In a bid to head off working class anger over the fire, the State Minister for Labor and Employment, Begum Monnujan Sufian pledged to take legal action against the factory owner if evidence of negligence emerged. The government promised pitiful payments of 25,000 taka ($US295) for families of dead workers and 10,000 taka ($118) for families of the injured, while speaking of providing further compensation on behalf of the factory owner.
The Narayanganj district administration has formed a five-member probe committee to examine the incident, Reuters reported. Such official investigations, following the country’s frequent factory disasters, have proven to be whitewashes of the companies and the Awami League government of Prime Minister Sheikh Hasina, who has been in office since January 2009. This has allowed the tragedies to continue.
Both the Awami League government and the opposition Bangladesh Nationalist Party, which have alternated in office since 1990, have been intent on maintaining exploitative conditions and low-paid workforces, in order to satisfy the profit requirements of the national capitalist class and international investors.
In 2012, about 117 workers died in a fire when they were trapped behind locked exits in the Tazreen garment plant, in Dhaka’s Ashulia industrial zone.

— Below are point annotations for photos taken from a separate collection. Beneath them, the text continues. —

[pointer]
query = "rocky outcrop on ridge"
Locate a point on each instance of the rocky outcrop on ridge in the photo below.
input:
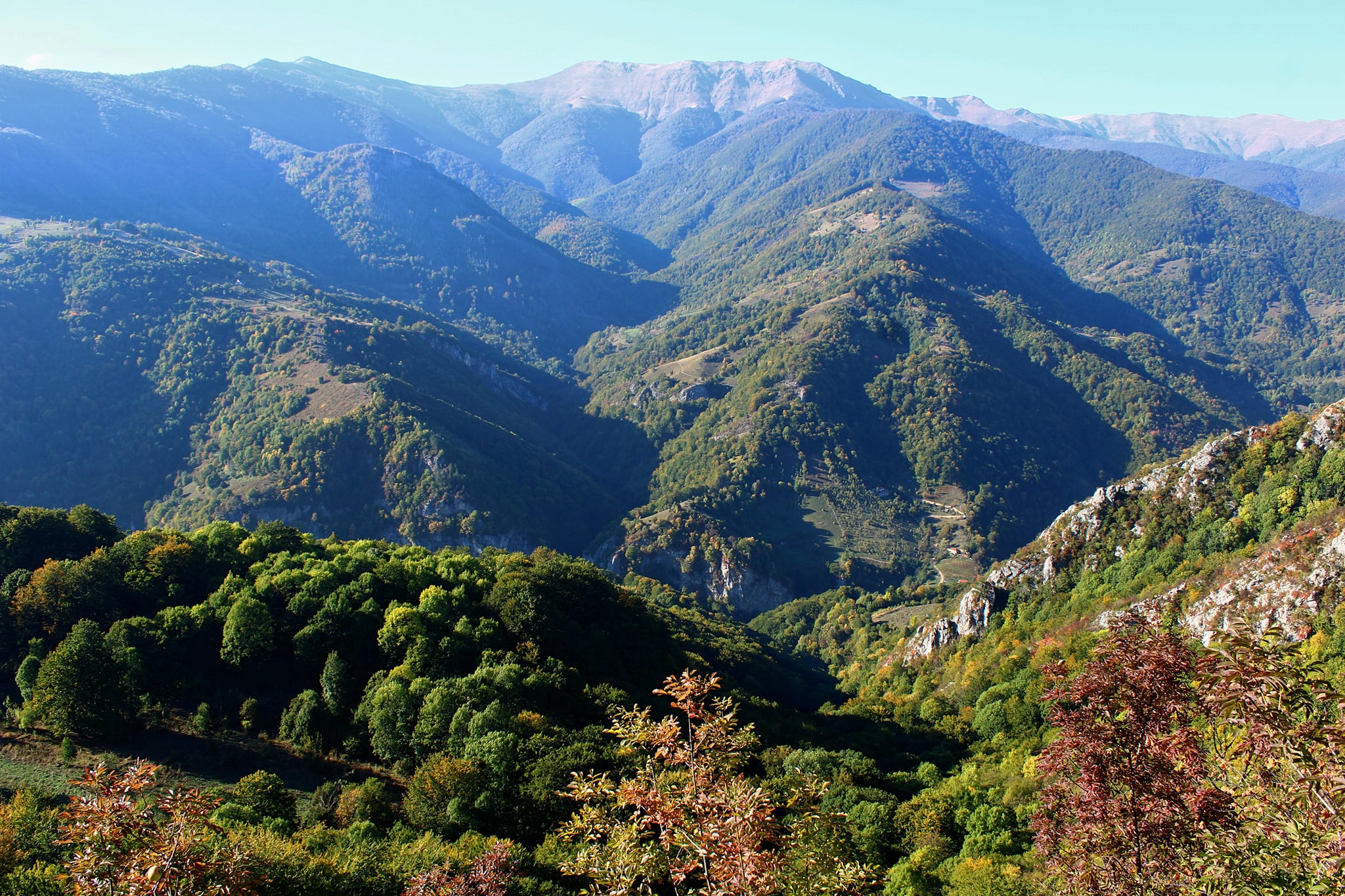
(1282, 586)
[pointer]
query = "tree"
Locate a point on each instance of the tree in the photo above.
(303, 721)
(1124, 797)
(369, 801)
(689, 817)
(441, 796)
(81, 687)
(489, 875)
(128, 840)
(249, 633)
(265, 794)
(1277, 748)
(335, 681)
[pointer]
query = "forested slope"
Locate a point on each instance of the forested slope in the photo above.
(155, 373)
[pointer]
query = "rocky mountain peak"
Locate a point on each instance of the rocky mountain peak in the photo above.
(658, 92)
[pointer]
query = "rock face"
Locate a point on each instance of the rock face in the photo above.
(731, 582)
(971, 620)
(1281, 586)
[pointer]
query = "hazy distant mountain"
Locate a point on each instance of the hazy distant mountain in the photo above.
(1298, 163)
(596, 123)
(799, 330)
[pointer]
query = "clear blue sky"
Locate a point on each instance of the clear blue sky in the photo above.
(1056, 56)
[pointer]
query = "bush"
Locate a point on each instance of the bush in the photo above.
(370, 802)
(267, 794)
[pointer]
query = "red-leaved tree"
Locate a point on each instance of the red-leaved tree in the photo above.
(489, 875)
(1125, 797)
(131, 842)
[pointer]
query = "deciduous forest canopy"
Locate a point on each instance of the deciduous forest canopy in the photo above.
(973, 505)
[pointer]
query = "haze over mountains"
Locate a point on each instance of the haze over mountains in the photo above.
(741, 327)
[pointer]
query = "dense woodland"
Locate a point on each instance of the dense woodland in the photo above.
(452, 696)
(428, 534)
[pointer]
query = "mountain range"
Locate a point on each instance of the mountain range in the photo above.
(747, 328)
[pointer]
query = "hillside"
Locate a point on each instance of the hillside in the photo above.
(1246, 528)
(1020, 324)
(1283, 159)
(223, 154)
(154, 373)
(596, 123)
(436, 698)
(826, 337)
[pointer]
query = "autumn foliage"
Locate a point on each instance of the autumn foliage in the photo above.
(131, 842)
(1187, 770)
(489, 875)
(1126, 775)
(689, 817)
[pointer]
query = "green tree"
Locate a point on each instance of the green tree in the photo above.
(81, 687)
(249, 633)
(265, 793)
(303, 721)
(335, 681)
(441, 794)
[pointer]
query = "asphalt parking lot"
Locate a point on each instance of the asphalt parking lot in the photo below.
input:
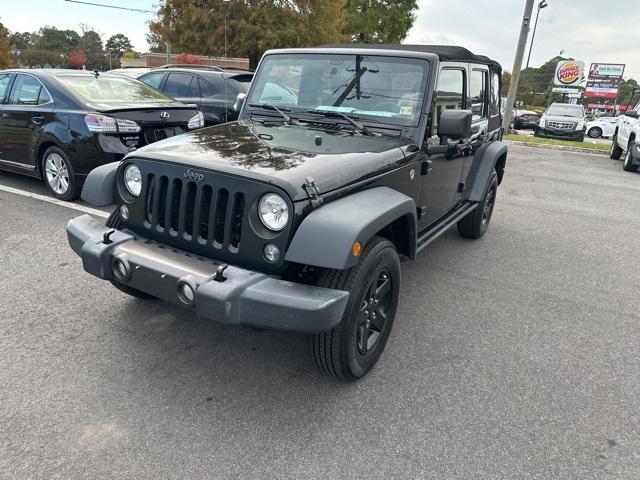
(516, 356)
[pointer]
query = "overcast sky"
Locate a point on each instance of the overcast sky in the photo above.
(590, 30)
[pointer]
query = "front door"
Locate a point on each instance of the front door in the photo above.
(26, 111)
(442, 172)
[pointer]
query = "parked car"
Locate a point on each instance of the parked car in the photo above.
(524, 119)
(626, 138)
(562, 120)
(295, 217)
(601, 127)
(60, 124)
(213, 89)
(133, 72)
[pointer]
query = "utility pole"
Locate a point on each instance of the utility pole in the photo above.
(517, 64)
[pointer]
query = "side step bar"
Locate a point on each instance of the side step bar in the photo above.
(446, 223)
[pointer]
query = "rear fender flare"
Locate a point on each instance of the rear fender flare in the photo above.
(325, 238)
(100, 185)
(488, 158)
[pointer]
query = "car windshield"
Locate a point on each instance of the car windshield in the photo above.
(566, 111)
(113, 89)
(384, 89)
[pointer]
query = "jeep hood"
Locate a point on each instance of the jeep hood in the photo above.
(283, 154)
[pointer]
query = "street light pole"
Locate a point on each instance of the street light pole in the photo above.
(517, 64)
(541, 5)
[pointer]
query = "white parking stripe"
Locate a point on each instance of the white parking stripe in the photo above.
(55, 201)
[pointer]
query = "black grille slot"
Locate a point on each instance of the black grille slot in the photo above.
(237, 212)
(222, 198)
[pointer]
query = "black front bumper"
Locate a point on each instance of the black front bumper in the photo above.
(244, 297)
(559, 134)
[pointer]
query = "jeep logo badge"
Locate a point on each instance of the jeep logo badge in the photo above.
(191, 175)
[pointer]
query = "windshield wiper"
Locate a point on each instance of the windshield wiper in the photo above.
(357, 125)
(268, 106)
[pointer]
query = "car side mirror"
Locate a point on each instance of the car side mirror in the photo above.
(239, 101)
(455, 124)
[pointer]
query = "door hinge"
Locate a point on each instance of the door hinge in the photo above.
(312, 191)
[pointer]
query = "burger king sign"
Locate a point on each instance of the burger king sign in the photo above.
(569, 73)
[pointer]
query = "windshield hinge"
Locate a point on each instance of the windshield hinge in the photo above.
(312, 191)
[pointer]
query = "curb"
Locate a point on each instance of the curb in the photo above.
(557, 147)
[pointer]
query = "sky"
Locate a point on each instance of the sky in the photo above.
(588, 30)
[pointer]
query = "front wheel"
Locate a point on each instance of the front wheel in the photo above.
(475, 224)
(616, 151)
(353, 347)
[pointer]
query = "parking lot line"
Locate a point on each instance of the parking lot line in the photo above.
(55, 201)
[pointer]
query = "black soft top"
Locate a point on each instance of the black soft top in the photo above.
(444, 52)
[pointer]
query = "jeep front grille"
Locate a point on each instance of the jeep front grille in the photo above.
(194, 212)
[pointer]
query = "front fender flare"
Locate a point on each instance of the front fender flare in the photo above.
(326, 236)
(99, 186)
(487, 158)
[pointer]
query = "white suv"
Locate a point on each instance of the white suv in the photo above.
(626, 139)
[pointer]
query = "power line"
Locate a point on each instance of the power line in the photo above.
(111, 6)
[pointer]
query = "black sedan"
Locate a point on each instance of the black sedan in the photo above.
(60, 124)
(213, 89)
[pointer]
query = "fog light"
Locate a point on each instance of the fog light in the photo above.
(124, 212)
(271, 253)
(186, 293)
(121, 269)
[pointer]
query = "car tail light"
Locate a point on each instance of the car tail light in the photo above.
(105, 124)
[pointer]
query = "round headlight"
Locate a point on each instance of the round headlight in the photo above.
(133, 180)
(273, 211)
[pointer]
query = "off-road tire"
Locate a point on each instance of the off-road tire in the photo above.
(339, 352)
(114, 221)
(475, 224)
(628, 165)
(616, 151)
(59, 157)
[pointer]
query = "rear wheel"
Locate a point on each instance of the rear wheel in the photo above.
(616, 151)
(628, 165)
(57, 173)
(475, 224)
(114, 221)
(595, 132)
(353, 347)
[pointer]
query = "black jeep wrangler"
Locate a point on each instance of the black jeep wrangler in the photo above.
(344, 160)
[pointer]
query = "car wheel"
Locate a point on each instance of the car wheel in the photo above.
(353, 347)
(114, 221)
(628, 165)
(475, 224)
(57, 173)
(616, 151)
(595, 132)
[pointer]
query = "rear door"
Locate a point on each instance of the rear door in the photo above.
(28, 109)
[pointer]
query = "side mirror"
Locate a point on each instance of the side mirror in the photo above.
(239, 101)
(455, 124)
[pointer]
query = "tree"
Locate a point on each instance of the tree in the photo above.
(379, 21)
(91, 46)
(5, 48)
(118, 44)
(247, 27)
(59, 41)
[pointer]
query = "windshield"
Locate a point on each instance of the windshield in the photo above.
(566, 111)
(113, 89)
(386, 89)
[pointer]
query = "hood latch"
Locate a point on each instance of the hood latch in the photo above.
(312, 191)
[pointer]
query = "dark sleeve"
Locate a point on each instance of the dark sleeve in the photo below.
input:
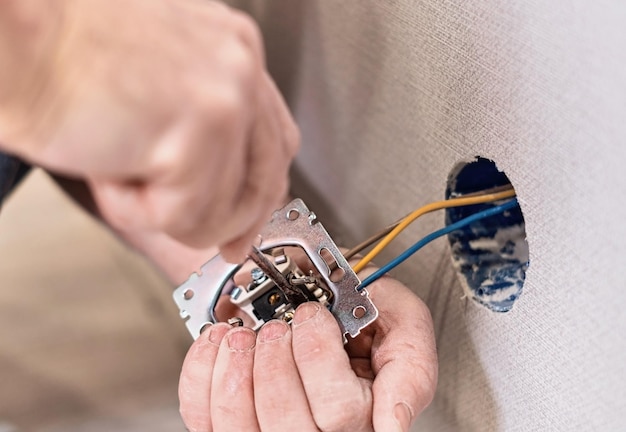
(12, 170)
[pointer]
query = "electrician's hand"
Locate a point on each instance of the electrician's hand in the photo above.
(303, 378)
(165, 108)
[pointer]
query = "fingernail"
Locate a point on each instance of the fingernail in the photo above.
(217, 332)
(241, 340)
(273, 330)
(305, 312)
(402, 414)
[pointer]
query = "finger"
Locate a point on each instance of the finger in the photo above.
(194, 387)
(266, 178)
(291, 133)
(404, 357)
(338, 399)
(280, 400)
(232, 395)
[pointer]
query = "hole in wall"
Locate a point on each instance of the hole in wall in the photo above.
(490, 255)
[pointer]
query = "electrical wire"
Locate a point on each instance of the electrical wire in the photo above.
(430, 237)
(392, 231)
(382, 233)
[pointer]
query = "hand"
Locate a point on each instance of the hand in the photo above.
(165, 108)
(303, 378)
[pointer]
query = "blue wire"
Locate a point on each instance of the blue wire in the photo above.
(430, 237)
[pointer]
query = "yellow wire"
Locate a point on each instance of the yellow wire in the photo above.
(437, 205)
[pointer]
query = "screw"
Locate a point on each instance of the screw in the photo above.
(235, 322)
(257, 275)
(235, 293)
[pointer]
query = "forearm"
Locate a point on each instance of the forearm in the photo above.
(30, 31)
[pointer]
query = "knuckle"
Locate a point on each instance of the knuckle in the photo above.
(223, 108)
(336, 417)
(247, 29)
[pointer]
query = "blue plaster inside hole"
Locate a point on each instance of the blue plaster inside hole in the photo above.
(490, 255)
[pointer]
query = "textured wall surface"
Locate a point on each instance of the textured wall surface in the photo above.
(390, 95)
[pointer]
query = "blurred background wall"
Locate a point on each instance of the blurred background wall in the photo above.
(89, 337)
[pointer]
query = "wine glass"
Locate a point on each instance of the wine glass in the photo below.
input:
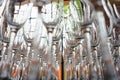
(50, 19)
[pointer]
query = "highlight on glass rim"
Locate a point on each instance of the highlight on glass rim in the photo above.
(59, 39)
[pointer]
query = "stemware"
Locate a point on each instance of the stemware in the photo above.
(107, 58)
(50, 19)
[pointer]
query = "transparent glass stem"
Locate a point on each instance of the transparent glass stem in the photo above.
(12, 36)
(88, 42)
(109, 68)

Supervisors ordered employees back to work, after the fire alarm sounded, leaving workers trapped on the upper floors.
The country’s worst industrial disaster came the following year, when the eight-storey Rana Plaza garment factory complex outside Dhaka collapsed, killing more than 1,100 people. The building, housing five garment factories, employing thousands of workers, was typical of those serving the needs of global corporations, ruthlessly pursuing greater profits through the employment of sweated labour.
In response to the resulting outrage in Bangladesh and worldwide, nearly 200 global brands and some 1,600 employers signed an agreement, purporting to promote safe working environments for workers. However, the latest inferno confirms that nothing has improved.
According to Bangladesh Fire Service and Civil Defence statistics, 383 industrial fires occurred in 2020, 273 of them in apparel factories. Between 2012 and 2019, disasters in the apparel industry killed more than 1,300 workers and injured another 3,800.
Working class homes have also suffered in industrial infernos. In February 2019, a blaze ripped through a 400-year-old area cramped with apartments, shops and warehouses in the oldest part of Dhaka, killing 70 people. Nine years earlier, a fire in Old Dhaka, in a house illegally storing chemicals, killed at least 123 people.
As the latest fire demonstrates, many workers have been forced to stay on the job, despite the Awami League government now implementing a so-called strict national lockdown, because of record numbers of COVID-19 deaths and infections.
The government reported 201 coronavirus deaths on Wednesday, due to the surge of the highly infectious Delta variant, taking the total count to 15,593. Nearly one million infections have now been recorded in the population of some 165 million.
As has happened around the world, the government has permitted factories to continue operations during the pandemic, placing workers on the frontline of infection, and allowing mutant strains like Delta to proliferate.